The Varna summit will take place nearly 10 months after Erdoğan’s meeting with Juncker and Tusk in Brussels that had launched a new episode in ties to mend strained relations and to intensify cooperation on a number of key issues to the mutual concern.
Turkey and the EU have revived dormant dialogue channels and held meetings on a number of various occasions since then. But real progress on core issues is yet to be observed.
Top three issues Turkey will raise at the summit will be the revival of the suspended accession talks, granting visa liberalization to Turkish nationals and upgrading customs union that were cited as Brussels’ promises in return for Turkey keeping Syrian refugees on its soils in a 2016-dated agreement.
“The assessment on Turkey’s proposals for visa liberalization has not been completed yet. And there is no political consensus on giving a green light for the modernization of the customs union,” a diplomat from an EU country told the Hürriyet Daily News over the weekend. “Opening chapters is not on the agenda either.”
Turkey has suggested that it’s ready for a set of legal adjustments on its anti-terror law in a bid to secure a go-ahead for Schengen visa waiver from Brussels. The EU Commission is planning to respond to it after the Varna Summit.
Erdoğan will also reiterate his disappointment with the pace of the transaction of the financial assistance the EU promised for Syrian refugees in Turkey. The EU has recently unlocked the second part of the payment, three billion euros.
Juncker and Tusk, on the other hand, are expected to question the continuation of the state of emergency and the deterioration of the implementation of fundamental freedoms in Turkey.
“The summit comes before the Commission’s Progress Report. The mood of this report would be conveyed to President Erdoğan,” the same diplomat stressed.
The annual Progress Report on Turkey will be revealed mid-April and is believed to be severely critical on the government’s undemocratic actions. The worsening state of the rule of law, press freedom and the continued crackdown on dissident politicians, academics and journalists will probably dominate the report.
Turkey slams EU over Greek Cyprus
Just days before the summit in Varna, the EU Council’s condemnation of Turkey for its actions in eastern Mediterranean and the Aegean Sea added further fuel to strained Ankara-Brussels ties.
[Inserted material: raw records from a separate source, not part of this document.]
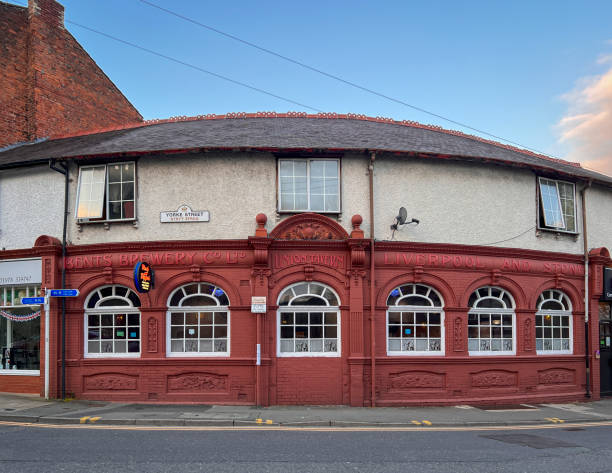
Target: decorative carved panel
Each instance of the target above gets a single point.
(494, 379)
(556, 376)
(528, 335)
(458, 334)
(198, 382)
(309, 226)
(416, 380)
(110, 382)
(152, 335)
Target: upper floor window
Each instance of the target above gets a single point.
(112, 322)
(309, 185)
(553, 323)
(491, 322)
(308, 321)
(198, 321)
(557, 205)
(107, 192)
(415, 321)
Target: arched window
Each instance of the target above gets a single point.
(112, 322)
(553, 323)
(415, 321)
(491, 322)
(198, 321)
(308, 321)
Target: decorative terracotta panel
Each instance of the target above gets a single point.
(110, 382)
(198, 382)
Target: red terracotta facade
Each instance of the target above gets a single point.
(50, 85)
(310, 247)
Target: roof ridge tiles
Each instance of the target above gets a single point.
(320, 115)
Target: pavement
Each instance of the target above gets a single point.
(28, 408)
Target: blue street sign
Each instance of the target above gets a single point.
(63, 292)
(32, 300)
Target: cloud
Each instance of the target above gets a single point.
(586, 127)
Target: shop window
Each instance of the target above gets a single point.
(198, 321)
(19, 330)
(308, 321)
(415, 321)
(309, 185)
(557, 209)
(553, 323)
(112, 323)
(106, 192)
(491, 321)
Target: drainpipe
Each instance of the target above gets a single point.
(586, 292)
(372, 281)
(63, 170)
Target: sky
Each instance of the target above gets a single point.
(535, 73)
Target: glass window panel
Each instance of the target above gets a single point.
(332, 203)
(316, 331)
(317, 202)
(114, 173)
(331, 332)
(220, 331)
(114, 210)
(114, 192)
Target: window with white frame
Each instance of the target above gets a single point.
(309, 185)
(198, 321)
(112, 322)
(415, 321)
(557, 205)
(19, 330)
(491, 322)
(308, 321)
(553, 323)
(107, 192)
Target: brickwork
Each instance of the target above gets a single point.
(51, 86)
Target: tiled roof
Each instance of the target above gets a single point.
(291, 131)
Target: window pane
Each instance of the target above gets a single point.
(551, 206)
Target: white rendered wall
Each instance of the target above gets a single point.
(464, 203)
(31, 204)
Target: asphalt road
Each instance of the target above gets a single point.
(27, 449)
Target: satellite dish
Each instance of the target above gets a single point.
(402, 216)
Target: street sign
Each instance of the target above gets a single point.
(63, 292)
(32, 300)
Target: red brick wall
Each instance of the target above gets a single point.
(53, 87)
(13, 66)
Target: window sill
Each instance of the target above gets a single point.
(4, 372)
(106, 223)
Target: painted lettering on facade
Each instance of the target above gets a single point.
(168, 258)
(479, 262)
(284, 260)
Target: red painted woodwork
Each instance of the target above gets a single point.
(265, 265)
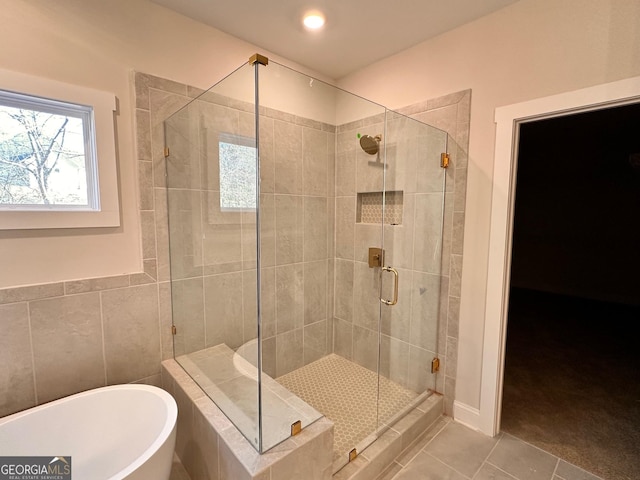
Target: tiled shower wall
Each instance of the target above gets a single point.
(116, 329)
(426, 316)
(214, 252)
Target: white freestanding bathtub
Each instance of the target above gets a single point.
(117, 432)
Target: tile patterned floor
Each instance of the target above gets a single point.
(450, 451)
(346, 394)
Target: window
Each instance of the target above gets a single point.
(238, 182)
(47, 154)
(57, 155)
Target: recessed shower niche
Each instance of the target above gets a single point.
(380, 207)
(273, 297)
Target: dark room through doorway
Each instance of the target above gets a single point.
(572, 364)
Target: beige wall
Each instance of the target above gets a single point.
(99, 44)
(531, 49)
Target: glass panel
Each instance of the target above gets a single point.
(413, 219)
(277, 306)
(312, 171)
(211, 191)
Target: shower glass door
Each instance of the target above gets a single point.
(341, 176)
(412, 228)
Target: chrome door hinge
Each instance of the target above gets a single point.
(444, 160)
(435, 365)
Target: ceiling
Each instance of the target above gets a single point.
(357, 32)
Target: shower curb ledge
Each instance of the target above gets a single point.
(373, 461)
(211, 447)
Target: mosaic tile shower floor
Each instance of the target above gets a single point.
(346, 393)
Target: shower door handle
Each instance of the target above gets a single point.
(395, 286)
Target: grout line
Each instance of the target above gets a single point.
(104, 349)
(33, 355)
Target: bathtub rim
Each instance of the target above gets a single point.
(168, 428)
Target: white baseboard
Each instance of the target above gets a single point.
(466, 415)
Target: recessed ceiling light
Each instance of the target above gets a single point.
(313, 20)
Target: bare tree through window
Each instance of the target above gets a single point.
(42, 158)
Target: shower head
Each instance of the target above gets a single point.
(370, 144)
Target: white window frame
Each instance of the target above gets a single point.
(240, 140)
(106, 212)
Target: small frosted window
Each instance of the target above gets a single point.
(238, 178)
(47, 154)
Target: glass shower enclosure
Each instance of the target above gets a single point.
(305, 234)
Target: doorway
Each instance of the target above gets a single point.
(571, 383)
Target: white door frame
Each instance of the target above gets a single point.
(508, 119)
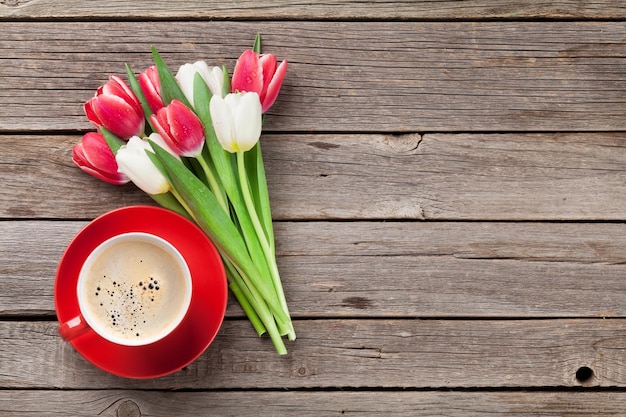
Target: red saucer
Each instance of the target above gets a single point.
(208, 301)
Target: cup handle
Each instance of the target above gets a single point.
(73, 328)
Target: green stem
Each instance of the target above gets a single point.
(183, 203)
(213, 182)
(267, 250)
(233, 279)
(269, 320)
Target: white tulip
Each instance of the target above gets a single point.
(213, 77)
(133, 161)
(237, 120)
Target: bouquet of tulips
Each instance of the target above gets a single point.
(191, 141)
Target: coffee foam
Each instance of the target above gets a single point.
(133, 291)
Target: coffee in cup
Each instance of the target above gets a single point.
(134, 289)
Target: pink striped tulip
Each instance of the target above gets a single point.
(94, 156)
(180, 128)
(259, 74)
(116, 108)
(151, 88)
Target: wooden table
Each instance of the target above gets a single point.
(449, 191)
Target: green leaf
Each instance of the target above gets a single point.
(219, 228)
(134, 85)
(258, 187)
(170, 89)
(113, 141)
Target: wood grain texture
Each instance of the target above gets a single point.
(344, 76)
(381, 269)
(130, 403)
(324, 9)
(350, 354)
(319, 177)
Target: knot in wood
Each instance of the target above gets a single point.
(128, 408)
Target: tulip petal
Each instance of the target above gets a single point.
(133, 161)
(248, 73)
(223, 123)
(268, 63)
(274, 86)
(247, 121)
(94, 156)
(119, 117)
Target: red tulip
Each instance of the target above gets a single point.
(259, 74)
(94, 156)
(181, 129)
(151, 88)
(116, 108)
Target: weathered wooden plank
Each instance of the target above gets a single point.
(345, 76)
(433, 177)
(372, 269)
(116, 403)
(323, 9)
(351, 354)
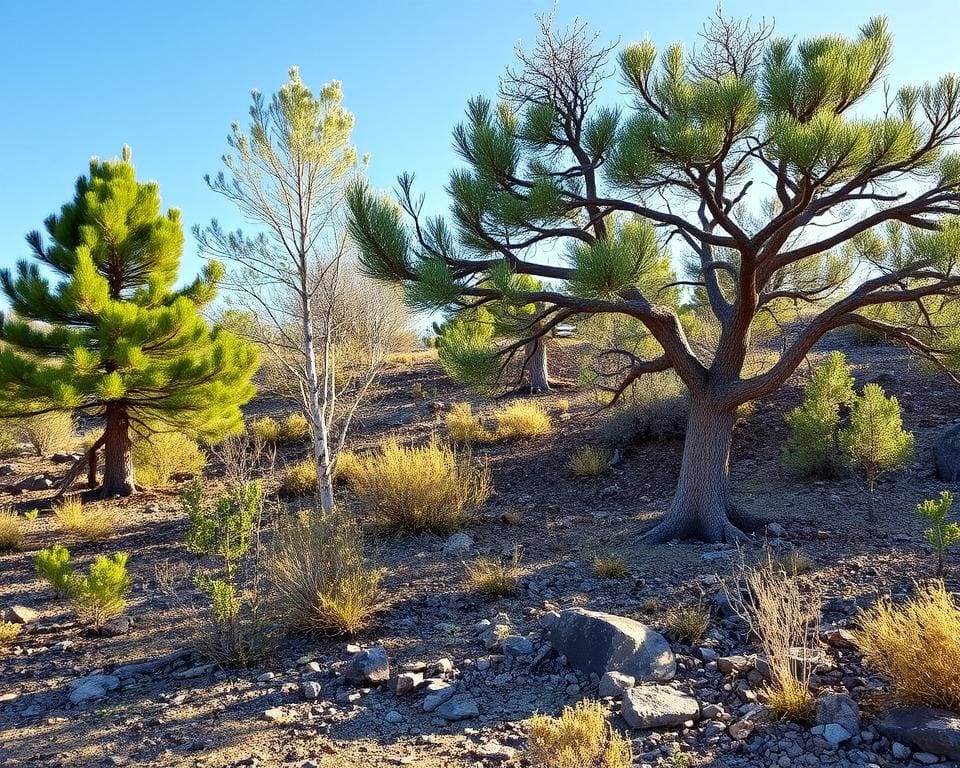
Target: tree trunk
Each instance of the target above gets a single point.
(118, 478)
(537, 371)
(701, 507)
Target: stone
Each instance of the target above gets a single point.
(614, 684)
(117, 626)
(310, 690)
(92, 687)
(928, 729)
(407, 682)
(437, 694)
(20, 614)
(369, 666)
(946, 454)
(595, 643)
(840, 709)
(656, 706)
(458, 544)
(515, 645)
(459, 707)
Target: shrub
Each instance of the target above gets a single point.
(11, 530)
(299, 479)
(522, 420)
(813, 446)
(687, 624)
(941, 535)
(494, 576)
(610, 567)
(265, 429)
(92, 524)
(783, 613)
(465, 427)
(589, 461)
(875, 439)
(101, 594)
(48, 432)
(53, 566)
(580, 738)
(161, 456)
(9, 631)
(916, 646)
(421, 488)
(322, 579)
(295, 428)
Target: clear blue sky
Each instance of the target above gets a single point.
(83, 78)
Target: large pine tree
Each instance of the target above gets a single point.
(114, 339)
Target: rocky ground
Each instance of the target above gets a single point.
(449, 678)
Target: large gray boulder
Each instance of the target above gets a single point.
(596, 643)
(657, 706)
(946, 454)
(932, 730)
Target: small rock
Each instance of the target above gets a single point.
(368, 667)
(458, 544)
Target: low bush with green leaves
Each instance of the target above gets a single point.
(162, 456)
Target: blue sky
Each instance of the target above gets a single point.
(81, 79)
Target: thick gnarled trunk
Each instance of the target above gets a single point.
(538, 374)
(118, 476)
(701, 507)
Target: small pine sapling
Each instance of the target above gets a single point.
(941, 534)
(875, 441)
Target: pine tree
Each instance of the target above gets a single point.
(114, 339)
(875, 440)
(756, 155)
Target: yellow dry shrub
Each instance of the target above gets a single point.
(11, 530)
(90, 523)
(522, 419)
(580, 738)
(421, 488)
(917, 646)
(465, 427)
(165, 454)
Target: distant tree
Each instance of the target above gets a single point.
(113, 339)
(326, 326)
(550, 171)
(875, 441)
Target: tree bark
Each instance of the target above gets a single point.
(701, 507)
(118, 476)
(538, 374)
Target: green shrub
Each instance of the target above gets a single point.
(265, 429)
(294, 428)
(322, 578)
(48, 432)
(813, 446)
(161, 456)
(941, 534)
(53, 566)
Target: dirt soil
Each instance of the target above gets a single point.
(559, 522)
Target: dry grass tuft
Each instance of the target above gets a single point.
(90, 523)
(323, 581)
(421, 488)
(589, 461)
(580, 738)
(164, 455)
(610, 567)
(493, 576)
(465, 427)
(687, 624)
(11, 530)
(917, 646)
(522, 419)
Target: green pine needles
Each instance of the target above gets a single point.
(117, 340)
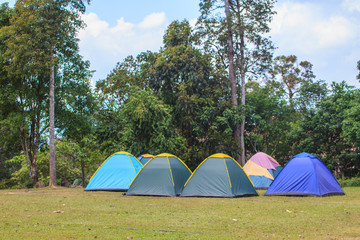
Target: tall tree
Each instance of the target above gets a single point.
(292, 74)
(40, 32)
(245, 22)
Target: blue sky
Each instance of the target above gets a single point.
(324, 32)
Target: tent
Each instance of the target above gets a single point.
(115, 174)
(145, 158)
(305, 175)
(262, 170)
(219, 176)
(163, 175)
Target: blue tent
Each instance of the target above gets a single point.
(305, 175)
(115, 174)
(145, 158)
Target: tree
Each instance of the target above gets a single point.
(292, 74)
(244, 23)
(269, 121)
(40, 33)
(328, 130)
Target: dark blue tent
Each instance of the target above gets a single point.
(305, 175)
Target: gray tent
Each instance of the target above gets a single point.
(163, 175)
(219, 176)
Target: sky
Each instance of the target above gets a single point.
(323, 32)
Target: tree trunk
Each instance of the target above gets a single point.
(83, 174)
(52, 166)
(232, 76)
(242, 76)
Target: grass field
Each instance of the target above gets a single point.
(64, 213)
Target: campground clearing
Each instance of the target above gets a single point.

“The European Council strongly condemns Turkey’s continued illegal actions in the Eastern Mediterranean and the Aegean Sea and underlines its full solidarity with Cyprus and Greece,” the council’s statement had read.
Ankara’s reaction to the resolution was quick and harsh. “We cannot accept the statement on Turkey in the EU Council Conclusions adopted just before the Turkey-EU Summit to be held in Varna on 26 March. We consider the Turkey-EU Summit of 26 March in Varna an important opportunity to move our relations forward. We expect the same positive and constructive approach from the EU,” Çelik tweeted on March 23.
“However, when solidarity takes over legality and equity, then no one can talk about legitimacy. Solidarity is meaningful only when it is legitimate,” he said. “It is so unfortunate that the ones who told us that the Greek Cypriots and Greeks were responsible for the failure of the Crans Montana talks for a Cyprus solution have made such a statement,” he added.
Turkey’s Syria operation on the table
Another contested issue to dominate the Varna agenda is expected to be Turkey’s ongoing military operation in the northwestern Syrian district of Afrin. EU’s foreign policy chief has long been criticizing Turkey over “Operation Olive Branch” and urging the country to respect a U.N. resolution on a temporary ceasefire in Syria. France and Germany have also been voicing their concerns on the Afrin operation.
Turkey, in return, slammed the EU for imposing double standards when it comes to the fight against terrorism.